Он всегда называл ее так, на южный манер.

Веки казались неподъемными, опустить их было легко, поднять снова намного труднее.

Лицо доктора Лейбера теперь было намного ближе, причудливый монокль в витой золотистой оправе делал его похожим на странноватую птицу.

– У вас отравление спиритом и признаки истощения сознания. Я ввел вам антидот и несколько укрепляющих препаратов, но постарайтесь не вставать некоторое время.

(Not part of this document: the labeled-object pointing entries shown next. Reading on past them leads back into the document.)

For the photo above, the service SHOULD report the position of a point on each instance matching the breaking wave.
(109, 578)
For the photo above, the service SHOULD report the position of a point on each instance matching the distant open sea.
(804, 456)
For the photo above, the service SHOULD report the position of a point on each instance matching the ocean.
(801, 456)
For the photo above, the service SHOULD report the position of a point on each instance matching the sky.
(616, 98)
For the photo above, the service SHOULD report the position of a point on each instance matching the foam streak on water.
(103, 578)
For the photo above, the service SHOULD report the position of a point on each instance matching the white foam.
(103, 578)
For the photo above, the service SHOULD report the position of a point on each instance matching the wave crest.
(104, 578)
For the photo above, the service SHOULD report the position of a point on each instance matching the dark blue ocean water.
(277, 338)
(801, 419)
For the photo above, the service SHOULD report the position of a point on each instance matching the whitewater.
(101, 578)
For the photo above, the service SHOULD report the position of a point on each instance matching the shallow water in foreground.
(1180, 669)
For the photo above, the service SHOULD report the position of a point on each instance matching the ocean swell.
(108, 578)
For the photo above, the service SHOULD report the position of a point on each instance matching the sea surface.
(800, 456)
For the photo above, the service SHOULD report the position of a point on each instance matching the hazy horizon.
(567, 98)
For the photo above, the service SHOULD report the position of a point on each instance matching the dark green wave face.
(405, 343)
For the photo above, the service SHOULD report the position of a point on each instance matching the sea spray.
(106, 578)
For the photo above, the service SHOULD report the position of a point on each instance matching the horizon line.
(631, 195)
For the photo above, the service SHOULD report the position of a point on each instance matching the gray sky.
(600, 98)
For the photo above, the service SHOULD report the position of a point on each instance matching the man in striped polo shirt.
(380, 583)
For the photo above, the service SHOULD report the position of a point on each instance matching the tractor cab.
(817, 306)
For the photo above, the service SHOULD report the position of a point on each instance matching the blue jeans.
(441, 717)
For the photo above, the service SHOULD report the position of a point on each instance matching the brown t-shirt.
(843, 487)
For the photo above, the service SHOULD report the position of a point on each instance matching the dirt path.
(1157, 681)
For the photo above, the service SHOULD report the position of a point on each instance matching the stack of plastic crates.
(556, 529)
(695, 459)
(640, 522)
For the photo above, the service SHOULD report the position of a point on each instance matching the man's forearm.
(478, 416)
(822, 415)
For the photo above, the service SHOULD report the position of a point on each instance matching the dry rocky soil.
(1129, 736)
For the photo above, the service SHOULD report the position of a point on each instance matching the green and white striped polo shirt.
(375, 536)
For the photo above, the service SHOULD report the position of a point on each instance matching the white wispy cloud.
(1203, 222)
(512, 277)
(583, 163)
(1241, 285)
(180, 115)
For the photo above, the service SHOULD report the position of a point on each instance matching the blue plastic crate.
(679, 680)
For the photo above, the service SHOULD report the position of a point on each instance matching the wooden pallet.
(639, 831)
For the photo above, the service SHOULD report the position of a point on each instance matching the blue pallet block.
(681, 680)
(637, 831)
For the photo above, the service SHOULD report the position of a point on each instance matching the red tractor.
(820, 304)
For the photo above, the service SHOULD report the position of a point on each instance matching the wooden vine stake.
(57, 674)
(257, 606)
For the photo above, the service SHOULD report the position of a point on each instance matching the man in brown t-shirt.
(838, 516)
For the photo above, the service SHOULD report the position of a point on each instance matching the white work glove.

Кейн медленно повернула голову, оглядывая комнату, в которую ее принесли. На резном секретере возле кровати мягко светилась спирит-лампа: простой матовый шар в кованном держателе с растительным орнаментом, над дверью из красного дерева было небольшое полукруглое окно. Тяжелые портьеры закрывали единственное окно – круглое, заключенное в причудливую деревянную раму, на этой раме где-то сбоку была надпись «А+Л навсегда».

В этой комнате Кейн жила, когда была ребенком.

В кресле возле кровати сидел Атрес. Он снял китель, повесил на спинку стула, и казался усталым.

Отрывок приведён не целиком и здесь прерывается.